Effective debugging
The one true way to do it
One of the core skills for all developers is effective debugging of bugs and problems, in both code and systems. In the new ‘AI era’, this could become an even larger part of your daily work in cases where the AI’s limited understanding falls flat. It is one of the critical steps any software engineer must take to rise from the junior ranks to senior positions; and in my humble opinion an absolute requirement for promotion from junior engineer.
And yet I still meet mid-career and even senior developers that seem to lack the basic mental model for effectively finding problems, acting like the drunkard who lost his keys down the street and searching for them under the street light… because that’s where the light is.
Here’s how to do it:
Goal
Your primary objective is to identify the location of the problem as quickly as possible. The tighter you can make it, the fewer lines of code you have to read to identify the root cause of the problem.
0. Reproduce
Make the problem happen on-demand, on a copy of the software that 1) you have the most control over, and 2) that is not relied on by other people.
The production environment is where most problems are first detected, and it is the worst place to start debugging: customers are using it, and you have the least amount of control. You can’t turn it off, can’t insert breakpoints, etc., without immediate consequences. Any environment that you can use for this is better than production: staging, acceptance, personal dev VM, or your laptop.
Do not proceed to step 1 unless you can make the problem appear on demand.
1. Map
Map the process steps that contain the problem. What are the moving parts that touch data related to your problem? Ideally, we have an end-to-end overview of the parts involved.
This step can be informal if you have a solid grasp of the system, but a whiteboard can still be helpful. You’ll need this picture if you want to involve others in the debugging process at some point, and you’ll quickly find that without visual aids, your understanding will differ significantly from your teammates.
The level of detail required depends on the context: start at a high level and gradually add detail in iterations as you go.
2. Scope
Eliminate areas of the process map that cannot be the source of the problem. In the example above, the red X indicates parts of the process we know from experience or heuristics cannot cause the problem we’ve observed.
You will complete step 2 with a subset of the process that causes the problem. Try to make it as small as possible, but err on the side of including too many parts if you are not sure. You won’t be the first dev having to backtrack on “it absolutely cannot be in module X”.
3. Seam
Having determined your sub-process to investigate, we must further reduce it. The subset of your process starts from a point where everything is fine and ends at the earliest point where the problem can be observed.

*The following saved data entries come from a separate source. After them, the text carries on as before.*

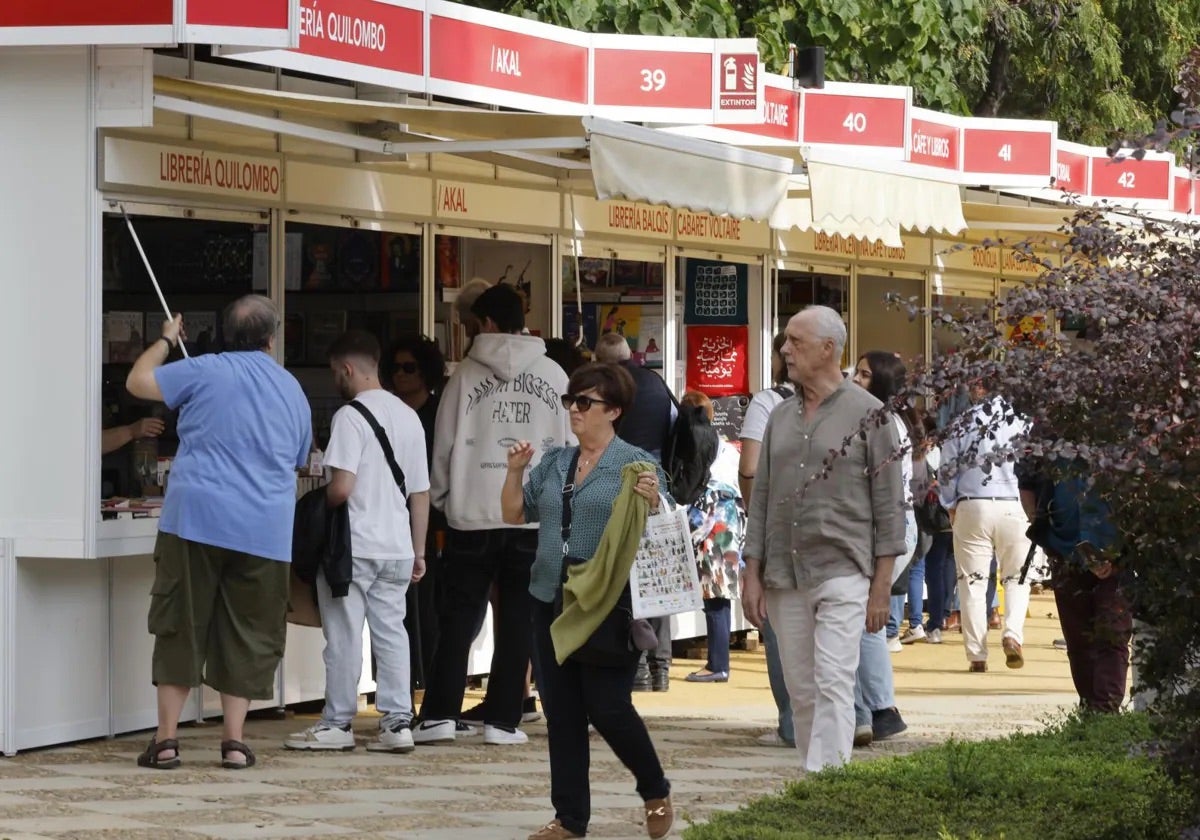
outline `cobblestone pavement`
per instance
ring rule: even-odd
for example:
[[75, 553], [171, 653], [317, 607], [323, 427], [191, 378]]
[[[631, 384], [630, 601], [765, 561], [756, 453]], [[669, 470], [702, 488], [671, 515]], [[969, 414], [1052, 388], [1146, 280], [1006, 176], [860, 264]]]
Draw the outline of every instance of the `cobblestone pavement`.
[[[1026, 668], [967, 674], [961, 637], [918, 645], [894, 656], [898, 702], [909, 723], [903, 735], [855, 752], [856, 759], [909, 752], [950, 736], [981, 738], [1033, 729], [1069, 706], [1066, 656], [1052, 647], [1053, 602], [1034, 599]], [[702, 663], [678, 661], [672, 687], [636, 695], [671, 779], [679, 820], [779, 790], [799, 777], [794, 753], [759, 746], [774, 707], [761, 651], [735, 652], [724, 685], [683, 681]], [[472, 704], [468, 697], [467, 703]], [[80, 838], [431, 838], [510, 840], [548, 822], [549, 765], [543, 724], [527, 727], [522, 746], [485, 746], [481, 739], [418, 747], [409, 755], [288, 752], [281, 741], [310, 719], [252, 721], [247, 740], [259, 764], [231, 772], [219, 766], [219, 724], [181, 730], [184, 767], [149, 771], [134, 765], [147, 735], [37, 750], [0, 760], [0, 840]], [[356, 721], [365, 739], [371, 714]], [[361, 741], [360, 741], [361, 743]], [[597, 736], [592, 738], [589, 836], [644, 837], [633, 780]]]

Like a seam in a piece of cloth, a seam in the process is a place where we can break the whole thing in two, insert an extra piece, and then stitch it back together in a way that might be ugly, but still works. That extra piece provides visibility into the problem by allowing us to inspect intermediate results: logging variables, printing to STDOUT, or even better: setting a breakpoint.

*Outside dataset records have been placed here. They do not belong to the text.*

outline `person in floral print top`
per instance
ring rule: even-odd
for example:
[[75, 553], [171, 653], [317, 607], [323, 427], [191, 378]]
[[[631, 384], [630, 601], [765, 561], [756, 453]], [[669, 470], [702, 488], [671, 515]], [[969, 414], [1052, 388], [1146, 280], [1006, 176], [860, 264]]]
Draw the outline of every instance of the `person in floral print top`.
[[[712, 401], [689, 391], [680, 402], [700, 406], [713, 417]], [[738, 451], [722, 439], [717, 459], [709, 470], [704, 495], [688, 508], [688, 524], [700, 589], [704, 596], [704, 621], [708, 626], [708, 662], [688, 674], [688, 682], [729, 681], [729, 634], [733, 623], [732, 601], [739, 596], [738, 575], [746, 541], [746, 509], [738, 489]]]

By making a seam, we further subdivide the problem. If the problem or a part of the problem occurs at the seam, we reduce the problem space to the left. If it doesn’t, we reduce to the right side of the seam.
Make the seam as close as possible to the conceptual middle of the sub-process to reduce the problem space as much as possible. In the example above, the orange line is where we would ideally place our first seam: smack-dab in the middle.
Solve the problem
Left as an exercise to the reader, but usually fairly trivial once you find the exact location.
Good luck!